Especially when it comes to my kids (adult men), it is so painful to see him working them to see him as the victim.
This is in the context of me having recently taken legal action that set some boudaries and gives me some measure of protection, so he is lashing out to hurt me whereever he can. And he is very smooth and rational sounding and convincing when he makes the effort. If I counter any of this with the truth, of what he really is, well of course I seem the disordered one. Aaaagggghhhhh!!
I guess that is why during times like this we need to be our own best company! ; . )

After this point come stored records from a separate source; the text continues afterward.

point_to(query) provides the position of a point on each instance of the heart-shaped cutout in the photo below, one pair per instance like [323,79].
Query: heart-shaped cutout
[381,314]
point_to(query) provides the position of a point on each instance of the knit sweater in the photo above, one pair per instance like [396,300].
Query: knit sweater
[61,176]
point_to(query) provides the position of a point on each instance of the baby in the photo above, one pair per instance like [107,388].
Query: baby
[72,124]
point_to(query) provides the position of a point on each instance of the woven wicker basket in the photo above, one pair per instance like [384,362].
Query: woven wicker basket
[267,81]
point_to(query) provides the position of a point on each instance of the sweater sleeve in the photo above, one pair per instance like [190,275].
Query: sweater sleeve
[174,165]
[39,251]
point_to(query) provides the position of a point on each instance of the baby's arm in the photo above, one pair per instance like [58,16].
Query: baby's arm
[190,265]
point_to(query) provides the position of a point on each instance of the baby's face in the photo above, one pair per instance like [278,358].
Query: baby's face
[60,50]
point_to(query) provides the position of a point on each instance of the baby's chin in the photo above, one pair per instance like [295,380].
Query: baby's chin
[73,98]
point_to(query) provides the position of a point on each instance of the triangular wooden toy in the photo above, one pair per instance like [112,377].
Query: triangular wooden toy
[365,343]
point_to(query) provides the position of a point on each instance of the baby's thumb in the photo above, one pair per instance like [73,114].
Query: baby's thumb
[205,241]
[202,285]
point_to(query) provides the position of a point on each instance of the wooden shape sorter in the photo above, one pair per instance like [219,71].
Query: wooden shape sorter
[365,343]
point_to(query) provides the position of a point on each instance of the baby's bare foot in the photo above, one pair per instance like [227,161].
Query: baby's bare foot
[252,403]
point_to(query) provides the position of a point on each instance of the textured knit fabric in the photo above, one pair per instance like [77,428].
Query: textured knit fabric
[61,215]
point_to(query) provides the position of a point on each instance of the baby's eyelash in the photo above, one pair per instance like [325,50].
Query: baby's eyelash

I agree with Free; thoughts of the Thief come to mind more readily when I am struggling with a new phase in my growth. I now consider him a “guard dog” to the things that are necessary for me to deal with in order to grow. The guard dog does not want us to get beyond the gate, so we have to come up with our own tricks to get beyond it. I carry my own strength as a “treat” and when that doesn’t work, I get a big “stick” and push on.
Free,
I totally agree with you about the thinking if we are “on our own”—having time to spend only with “ourselves” is threatening sometimes as there is no one there to distract us from the things we DON’T want to think about (face).
Becoming the kind of person that WE enjoy quiet time alone with is a challenge sometimes. Being a hermit because you don’t like people or are fearful of people is one thing, but quiet contemplative time alone with yourself, your own thoughts, I think is necessary to fully develop ourselves. If we don’t enjoy spending time with ourselves, who else would? If you love spending time with those you love, why WOULDN’T you love spending time with yourself in quiet conversation?
Warrior, that is a great analogy about the “guard dog”–and yes, they do NOT want us past the gate. LOL
I have read on this site that people have moved on from their experiences with a sociopath. I wonder if these people feel that they have totally forgiven the people who took advantage or abused them? In my church, they define forgiveness as restoring a relationship to what it was prior to the offence. Is that possible with a sociopath? I recently listened to a series of lectures presented at my church about forgiveness. They mentioned the story of Joseph. His brothers were so jealous and hateful that they trapped him in a ditch, sold him as a slave and then told their father that he had been eaten by a wild animal. Years later”Joseph rose to power and he ran across his brothers. He was totally forgiving of what his brothers did to him years earlier. He said something like, “you acted with evil intent, but God allowed it to happen for my benefit” Hearing this was helpful to me. My ex has mistreated me with evil intent, but maybe God allowed it because he knew it would make me a better person.
I wonder if Joseph would have been so forgiving if he had not risen to power. What if he stayed in prison for the rest of his life? What if his brothers did not come to him with atonement in their hearts, but with additional plans to do him harm? What would Joseph have done then? Moving on and forgiveness is hard because sociopaths are not the norm. It doesn’t seem that what I hear about moving on and forgiveness will work for me”or should it and I’m just really that stuck? I feel I must maintain as little communication as possible with my ex for my own protection”.(not physically, but emotionally) but this is not how the typically divorced couple, who has truly forgiven each other, would behave.
I think, since attending this lecture series, that I will be able to forgive people who have misjudged me based on what they have been told by my ex. These people really don’t know what they are doing. If they knew the truth they would not act unkindly toward me. They are acting on what they believe to be true. I really feel I can let this hurt go, but it is different with my ex because he does know what he is doing. He knows exactly what he is doing and the ill effects it will have on me and our children”so forgiveness is not coming easy. I wonder how other readers deal with this?
Fran,
Please google “Narcissists suck” this blogger is a Christian who may help you understand. Read her many entries.